I recall a student doing a comparison between both. The thing is I have no idea where his assignment was buried lol. I recall the main points being that if you implement MySQL then with an efficient database design then its suitable for large projects. Further some have a tendency of arguing that the price factor is huge. This is not exactly true since there is affordable ASP.NET hosting plans. All I can say is choose what you are better at. By the way theres a ton of more benefits to using ASP.NET however those are quite easily referrable reading Microsofts documentation or googling.


----------



## n2casey (Apr 3, 2009)

PHP+MySQL can handle that much of data and requests. So don't worry, even TDF is also running on that. Advantage for PHP & MySQL is that it is free but for ASP.NET you need to pay. If you are ready to pay then go for one in which you are efficient.


----------



## Sathish (Apr 3, 2009)

cost is no bar. im ready to spend more bucks. i want stable and reliable and robustness..so i choose asp.net instead of php..??


----------



## n2casey (Apr 3, 2009)

Then better to go for ASP.NET, with ASP.NET you can develop faster than PHP and also you will have more flexibility & ease in understanding and development.


----------



## mahesh (Apr 3, 2009)

^^^^^ +1...................


----------



## Desi-Tek.com (Apr 5, 2009)

nor asp.net nor php if u want stability and scalability go for java on linux

struts 2, hibernate

or seam


----------



## n2casey (Apr 6, 2009)

Desi-Tek.com said:


> nor asp.net nor php if u want stability and scalability go for java on linux
> 
> struts 2, hibernate
> 
> or seam



Well PHP & ASP.NET both are as stable as Java. So there is no question of stability since it depends on developer whether he is able to develop a stable application or not. To develop application with ASP.NET is easy for beginners as compared to Java or PHP.


----------



## toofan (Apr 13, 2009)

I would prefer PHP + MySql any day. Its easy to understand and also similar to other programming languages. so no worries understanding basics.


----------



## vamsi360 (Apr 13, 2009)

toofan said:


> I would prefer PHP + MySql any day. Its easy to understand and also similar to other programming languages. so no worries understanding basics.



+1


----------



## Sathish (Apr 14, 2009)

deciding php&mysql..


----------



## n2casey (Apr 14, 2009)

toofan said:


> I would prefer PHP + MySql any day. Its easy to understand and also similar to other programming languages. so no worries understanding basics.

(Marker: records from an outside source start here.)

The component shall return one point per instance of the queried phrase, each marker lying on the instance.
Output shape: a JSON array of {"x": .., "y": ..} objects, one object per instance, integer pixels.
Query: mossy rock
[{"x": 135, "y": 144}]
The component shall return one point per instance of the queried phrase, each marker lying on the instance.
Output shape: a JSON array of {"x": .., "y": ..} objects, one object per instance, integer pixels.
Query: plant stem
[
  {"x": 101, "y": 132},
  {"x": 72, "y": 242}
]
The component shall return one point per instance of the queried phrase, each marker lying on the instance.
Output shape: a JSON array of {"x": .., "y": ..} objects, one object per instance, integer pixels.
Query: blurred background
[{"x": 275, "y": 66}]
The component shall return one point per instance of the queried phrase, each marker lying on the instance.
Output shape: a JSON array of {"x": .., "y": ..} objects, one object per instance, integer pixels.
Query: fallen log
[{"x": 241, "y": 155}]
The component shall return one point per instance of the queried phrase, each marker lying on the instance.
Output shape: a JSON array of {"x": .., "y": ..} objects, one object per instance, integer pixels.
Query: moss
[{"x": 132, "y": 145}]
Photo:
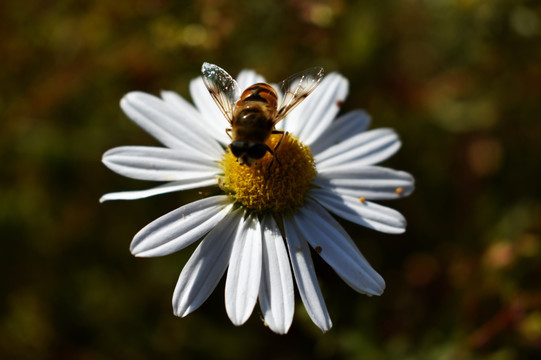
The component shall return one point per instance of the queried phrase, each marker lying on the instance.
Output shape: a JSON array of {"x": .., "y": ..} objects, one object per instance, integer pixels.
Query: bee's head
[{"x": 248, "y": 152}]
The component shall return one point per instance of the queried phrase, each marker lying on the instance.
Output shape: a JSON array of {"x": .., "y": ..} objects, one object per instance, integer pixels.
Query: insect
[{"x": 254, "y": 113}]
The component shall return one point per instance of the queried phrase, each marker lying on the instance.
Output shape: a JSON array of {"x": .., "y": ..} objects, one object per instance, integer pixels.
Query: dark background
[{"x": 460, "y": 80}]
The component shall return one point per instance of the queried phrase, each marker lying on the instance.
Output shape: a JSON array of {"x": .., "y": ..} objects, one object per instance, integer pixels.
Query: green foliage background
[{"x": 460, "y": 80}]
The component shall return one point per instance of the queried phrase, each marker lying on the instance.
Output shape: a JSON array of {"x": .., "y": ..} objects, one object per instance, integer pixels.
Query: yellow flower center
[{"x": 268, "y": 185}]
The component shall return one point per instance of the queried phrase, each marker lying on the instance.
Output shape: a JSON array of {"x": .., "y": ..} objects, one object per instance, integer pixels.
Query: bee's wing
[
  {"x": 222, "y": 87},
  {"x": 296, "y": 88}
]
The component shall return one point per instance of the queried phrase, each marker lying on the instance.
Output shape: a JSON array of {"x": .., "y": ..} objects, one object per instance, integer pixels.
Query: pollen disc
[{"x": 275, "y": 183}]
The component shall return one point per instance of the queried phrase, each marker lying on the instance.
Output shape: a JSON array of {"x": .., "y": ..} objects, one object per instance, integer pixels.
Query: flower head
[{"x": 261, "y": 227}]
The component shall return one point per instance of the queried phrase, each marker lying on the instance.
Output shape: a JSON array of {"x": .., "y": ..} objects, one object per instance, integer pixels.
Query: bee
[{"x": 254, "y": 113}]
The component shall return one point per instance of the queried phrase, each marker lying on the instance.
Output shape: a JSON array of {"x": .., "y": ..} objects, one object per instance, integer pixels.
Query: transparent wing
[
  {"x": 222, "y": 87},
  {"x": 296, "y": 88}
]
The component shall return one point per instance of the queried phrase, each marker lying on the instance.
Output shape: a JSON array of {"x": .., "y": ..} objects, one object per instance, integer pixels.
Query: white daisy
[{"x": 266, "y": 217}]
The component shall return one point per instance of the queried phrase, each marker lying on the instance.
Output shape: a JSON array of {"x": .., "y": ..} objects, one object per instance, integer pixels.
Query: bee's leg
[{"x": 276, "y": 147}]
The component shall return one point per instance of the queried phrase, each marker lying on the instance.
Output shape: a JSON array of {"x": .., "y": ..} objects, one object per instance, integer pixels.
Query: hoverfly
[{"x": 254, "y": 113}]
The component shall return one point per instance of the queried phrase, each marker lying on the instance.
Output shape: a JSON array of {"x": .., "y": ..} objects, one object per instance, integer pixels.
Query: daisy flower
[{"x": 264, "y": 218}]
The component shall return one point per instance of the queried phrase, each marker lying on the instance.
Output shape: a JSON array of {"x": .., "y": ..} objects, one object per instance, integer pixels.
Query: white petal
[
  {"x": 206, "y": 266},
  {"x": 367, "y": 148},
  {"x": 247, "y": 78},
  {"x": 305, "y": 276},
  {"x": 189, "y": 112},
  {"x": 158, "y": 190},
  {"x": 276, "y": 296},
  {"x": 316, "y": 113},
  {"x": 244, "y": 274},
  {"x": 370, "y": 182},
  {"x": 214, "y": 120},
  {"x": 365, "y": 213},
  {"x": 157, "y": 118},
  {"x": 341, "y": 129},
  {"x": 181, "y": 227},
  {"x": 159, "y": 164},
  {"x": 335, "y": 246}
]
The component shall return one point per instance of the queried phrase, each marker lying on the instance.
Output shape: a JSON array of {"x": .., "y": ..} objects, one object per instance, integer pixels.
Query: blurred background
[{"x": 460, "y": 80}]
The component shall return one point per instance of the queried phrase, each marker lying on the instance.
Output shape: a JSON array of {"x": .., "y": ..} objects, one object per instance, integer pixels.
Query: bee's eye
[{"x": 257, "y": 151}]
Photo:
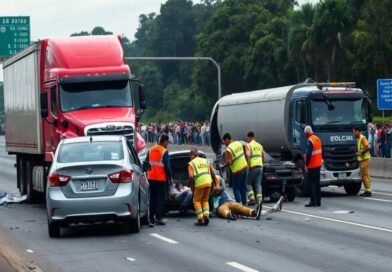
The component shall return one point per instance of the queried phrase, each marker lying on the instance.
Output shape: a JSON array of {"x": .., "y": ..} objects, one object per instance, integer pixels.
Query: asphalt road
[{"x": 345, "y": 234}]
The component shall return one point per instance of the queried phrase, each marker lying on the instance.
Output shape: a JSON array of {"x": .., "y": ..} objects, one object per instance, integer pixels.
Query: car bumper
[
  {"x": 339, "y": 178},
  {"x": 92, "y": 209},
  {"x": 279, "y": 182}
]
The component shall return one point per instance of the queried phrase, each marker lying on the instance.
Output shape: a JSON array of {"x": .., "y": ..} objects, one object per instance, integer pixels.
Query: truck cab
[
  {"x": 332, "y": 110},
  {"x": 64, "y": 88}
]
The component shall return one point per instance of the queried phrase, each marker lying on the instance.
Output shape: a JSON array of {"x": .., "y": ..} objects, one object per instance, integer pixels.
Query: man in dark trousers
[
  {"x": 314, "y": 160},
  {"x": 158, "y": 177}
]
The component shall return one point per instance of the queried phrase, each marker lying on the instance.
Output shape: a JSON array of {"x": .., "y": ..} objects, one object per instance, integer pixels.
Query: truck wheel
[
  {"x": 21, "y": 175},
  {"x": 352, "y": 188},
  {"x": 31, "y": 194},
  {"x": 291, "y": 193},
  {"x": 53, "y": 229},
  {"x": 303, "y": 188},
  {"x": 134, "y": 223}
]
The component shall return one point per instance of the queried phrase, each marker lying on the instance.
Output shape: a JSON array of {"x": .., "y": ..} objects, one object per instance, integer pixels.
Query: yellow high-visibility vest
[
  {"x": 256, "y": 153},
  {"x": 360, "y": 148},
  {"x": 201, "y": 171},
  {"x": 236, "y": 149}
]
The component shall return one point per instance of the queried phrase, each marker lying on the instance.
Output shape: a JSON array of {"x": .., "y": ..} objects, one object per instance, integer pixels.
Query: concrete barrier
[{"x": 381, "y": 168}]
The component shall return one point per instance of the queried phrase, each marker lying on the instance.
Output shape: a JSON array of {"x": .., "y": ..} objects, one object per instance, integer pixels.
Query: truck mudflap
[{"x": 339, "y": 178}]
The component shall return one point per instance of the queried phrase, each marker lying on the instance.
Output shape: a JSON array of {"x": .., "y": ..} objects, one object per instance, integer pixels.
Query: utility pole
[{"x": 217, "y": 66}]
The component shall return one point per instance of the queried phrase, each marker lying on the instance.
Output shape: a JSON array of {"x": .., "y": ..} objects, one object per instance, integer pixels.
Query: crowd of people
[
  {"x": 181, "y": 132},
  {"x": 380, "y": 140}
]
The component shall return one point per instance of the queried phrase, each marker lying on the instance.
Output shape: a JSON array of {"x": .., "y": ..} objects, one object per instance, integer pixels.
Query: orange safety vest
[
  {"x": 155, "y": 158},
  {"x": 317, "y": 155}
]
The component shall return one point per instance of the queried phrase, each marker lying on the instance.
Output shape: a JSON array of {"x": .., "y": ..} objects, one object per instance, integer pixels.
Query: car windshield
[
  {"x": 342, "y": 112},
  {"x": 90, "y": 151},
  {"x": 99, "y": 94}
]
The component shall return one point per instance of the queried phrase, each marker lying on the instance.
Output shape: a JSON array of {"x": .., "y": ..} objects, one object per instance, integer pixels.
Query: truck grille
[
  {"x": 340, "y": 158},
  {"x": 126, "y": 131}
]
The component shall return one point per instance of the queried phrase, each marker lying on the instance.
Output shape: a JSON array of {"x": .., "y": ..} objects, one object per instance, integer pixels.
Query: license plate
[
  {"x": 342, "y": 175},
  {"x": 89, "y": 185}
]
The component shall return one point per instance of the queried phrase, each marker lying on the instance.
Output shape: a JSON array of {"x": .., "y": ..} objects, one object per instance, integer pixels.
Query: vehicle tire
[
  {"x": 352, "y": 188},
  {"x": 54, "y": 229},
  {"x": 291, "y": 193},
  {"x": 303, "y": 188},
  {"x": 31, "y": 194},
  {"x": 134, "y": 223},
  {"x": 21, "y": 175}
]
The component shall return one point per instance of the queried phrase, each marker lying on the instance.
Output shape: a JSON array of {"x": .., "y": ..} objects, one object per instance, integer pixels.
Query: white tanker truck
[{"x": 278, "y": 117}]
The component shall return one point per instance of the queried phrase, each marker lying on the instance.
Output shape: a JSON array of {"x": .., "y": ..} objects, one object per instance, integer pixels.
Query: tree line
[{"x": 259, "y": 44}]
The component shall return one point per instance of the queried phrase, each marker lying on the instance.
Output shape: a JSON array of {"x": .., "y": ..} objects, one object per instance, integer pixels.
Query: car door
[{"x": 140, "y": 178}]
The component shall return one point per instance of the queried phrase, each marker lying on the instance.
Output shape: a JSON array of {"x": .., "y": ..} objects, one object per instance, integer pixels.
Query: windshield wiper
[
  {"x": 331, "y": 107},
  {"x": 83, "y": 108}
]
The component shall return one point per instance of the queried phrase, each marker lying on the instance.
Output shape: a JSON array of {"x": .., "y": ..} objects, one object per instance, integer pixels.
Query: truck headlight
[{"x": 143, "y": 154}]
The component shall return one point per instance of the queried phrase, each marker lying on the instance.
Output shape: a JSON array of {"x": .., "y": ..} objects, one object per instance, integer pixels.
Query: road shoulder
[{"x": 12, "y": 257}]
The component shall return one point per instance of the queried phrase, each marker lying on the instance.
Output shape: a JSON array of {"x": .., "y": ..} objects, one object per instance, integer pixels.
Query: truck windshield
[
  {"x": 344, "y": 112},
  {"x": 99, "y": 94}
]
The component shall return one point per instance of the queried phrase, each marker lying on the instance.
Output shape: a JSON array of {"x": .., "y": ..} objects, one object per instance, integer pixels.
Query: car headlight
[{"x": 143, "y": 154}]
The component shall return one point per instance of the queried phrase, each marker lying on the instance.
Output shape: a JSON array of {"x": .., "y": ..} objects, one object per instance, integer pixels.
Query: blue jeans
[
  {"x": 184, "y": 199},
  {"x": 239, "y": 186}
]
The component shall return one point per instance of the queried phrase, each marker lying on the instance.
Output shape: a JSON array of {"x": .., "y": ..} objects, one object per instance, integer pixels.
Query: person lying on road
[
  {"x": 182, "y": 196},
  {"x": 228, "y": 208}
]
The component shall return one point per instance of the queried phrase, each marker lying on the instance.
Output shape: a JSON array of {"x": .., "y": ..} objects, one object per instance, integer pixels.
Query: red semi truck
[{"x": 63, "y": 88}]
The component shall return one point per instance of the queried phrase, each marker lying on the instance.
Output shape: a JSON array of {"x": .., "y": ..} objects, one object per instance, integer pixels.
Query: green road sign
[{"x": 14, "y": 35}]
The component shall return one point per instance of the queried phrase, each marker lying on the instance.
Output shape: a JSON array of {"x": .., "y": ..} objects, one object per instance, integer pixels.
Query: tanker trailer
[{"x": 278, "y": 117}]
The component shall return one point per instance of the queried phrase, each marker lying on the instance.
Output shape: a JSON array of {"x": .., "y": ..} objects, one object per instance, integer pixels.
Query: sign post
[
  {"x": 384, "y": 95},
  {"x": 14, "y": 35}
]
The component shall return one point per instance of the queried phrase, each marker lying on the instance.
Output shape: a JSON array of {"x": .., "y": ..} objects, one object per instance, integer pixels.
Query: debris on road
[{"x": 11, "y": 198}]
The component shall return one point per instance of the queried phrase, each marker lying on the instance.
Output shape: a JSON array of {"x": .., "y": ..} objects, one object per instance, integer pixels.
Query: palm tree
[{"x": 301, "y": 45}]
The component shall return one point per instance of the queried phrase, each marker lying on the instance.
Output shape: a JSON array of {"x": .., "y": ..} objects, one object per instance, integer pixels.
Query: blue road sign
[{"x": 384, "y": 94}]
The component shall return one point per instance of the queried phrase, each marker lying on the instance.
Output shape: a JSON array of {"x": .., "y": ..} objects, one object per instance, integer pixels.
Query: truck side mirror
[
  {"x": 142, "y": 99},
  {"x": 44, "y": 105}
]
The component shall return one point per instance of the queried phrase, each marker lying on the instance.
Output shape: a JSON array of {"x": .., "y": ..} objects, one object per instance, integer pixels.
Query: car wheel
[
  {"x": 352, "y": 188},
  {"x": 291, "y": 193},
  {"x": 134, "y": 223},
  {"x": 54, "y": 229}
]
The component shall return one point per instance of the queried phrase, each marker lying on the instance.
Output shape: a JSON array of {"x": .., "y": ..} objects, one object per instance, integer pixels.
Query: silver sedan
[{"x": 95, "y": 179}]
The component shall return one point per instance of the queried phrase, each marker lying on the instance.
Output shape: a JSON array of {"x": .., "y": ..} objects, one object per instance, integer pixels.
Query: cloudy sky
[{"x": 59, "y": 18}]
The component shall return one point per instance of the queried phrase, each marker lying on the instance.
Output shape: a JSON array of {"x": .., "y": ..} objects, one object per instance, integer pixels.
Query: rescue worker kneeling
[
  {"x": 228, "y": 208},
  {"x": 201, "y": 175}
]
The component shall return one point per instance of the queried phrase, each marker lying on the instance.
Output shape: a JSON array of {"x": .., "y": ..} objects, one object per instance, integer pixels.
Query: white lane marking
[
  {"x": 381, "y": 193},
  {"x": 342, "y": 212},
  {"x": 241, "y": 267},
  {"x": 339, "y": 221},
  {"x": 377, "y": 199},
  {"x": 163, "y": 238}
]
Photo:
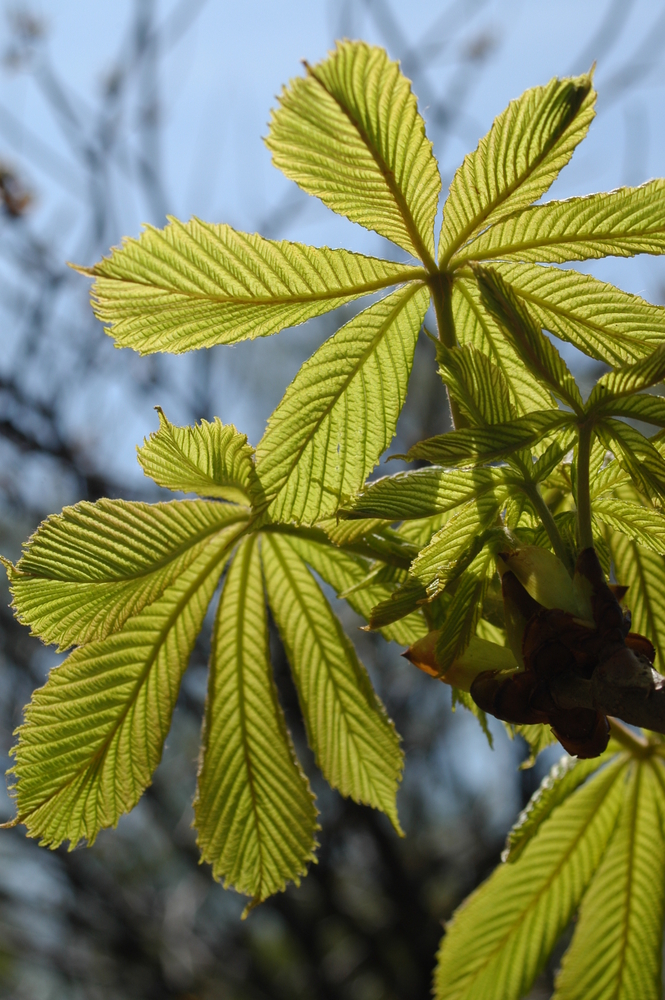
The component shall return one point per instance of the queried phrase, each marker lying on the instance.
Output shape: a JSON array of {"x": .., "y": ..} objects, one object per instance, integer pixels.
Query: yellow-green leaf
[
  {"x": 196, "y": 284},
  {"x": 340, "y": 412},
  {"x": 254, "y": 812},
  {"x": 350, "y": 133},
  {"x": 93, "y": 735},
  {"x": 354, "y": 742}
]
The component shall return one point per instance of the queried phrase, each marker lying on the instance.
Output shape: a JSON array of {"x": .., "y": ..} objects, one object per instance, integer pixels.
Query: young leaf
[
  {"x": 339, "y": 413},
  {"x": 622, "y": 223},
  {"x": 86, "y": 571},
  {"x": 519, "y": 158},
  {"x": 643, "y": 572},
  {"x": 254, "y": 811},
  {"x": 616, "y": 953},
  {"x": 601, "y": 320},
  {"x": 498, "y": 941},
  {"x": 93, "y": 735},
  {"x": 196, "y": 284},
  {"x": 354, "y": 742},
  {"x": 344, "y": 571},
  {"x": 645, "y": 525},
  {"x": 477, "y": 385},
  {"x": 477, "y": 445},
  {"x": 537, "y": 352},
  {"x": 211, "y": 459},
  {"x": 422, "y": 493},
  {"x": 350, "y": 133},
  {"x": 567, "y": 775},
  {"x": 476, "y": 328}
]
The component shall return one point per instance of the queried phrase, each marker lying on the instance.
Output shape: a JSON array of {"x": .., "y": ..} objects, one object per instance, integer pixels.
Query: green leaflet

ASP.NET is very easy coz it provides lot of things readymade. Also you will find C# much similar to C++ so it's very easy to understand. SQL Server is much better than MySQL in providing friendly environment for development.


@Betruger

Go for one in which you have better understanding. If you know C++ then it's very easy to code in C#.


----------



## vamsi360 (Apr 14, 2009)

> Go for one in which you have better understanding. If you know C++ then it's very easy to code in C#.



PHP/MYSQL are opensource so I prefer LAMP to MS tools.
But MS never gives up and i think ASP.net will continue to shine..


----------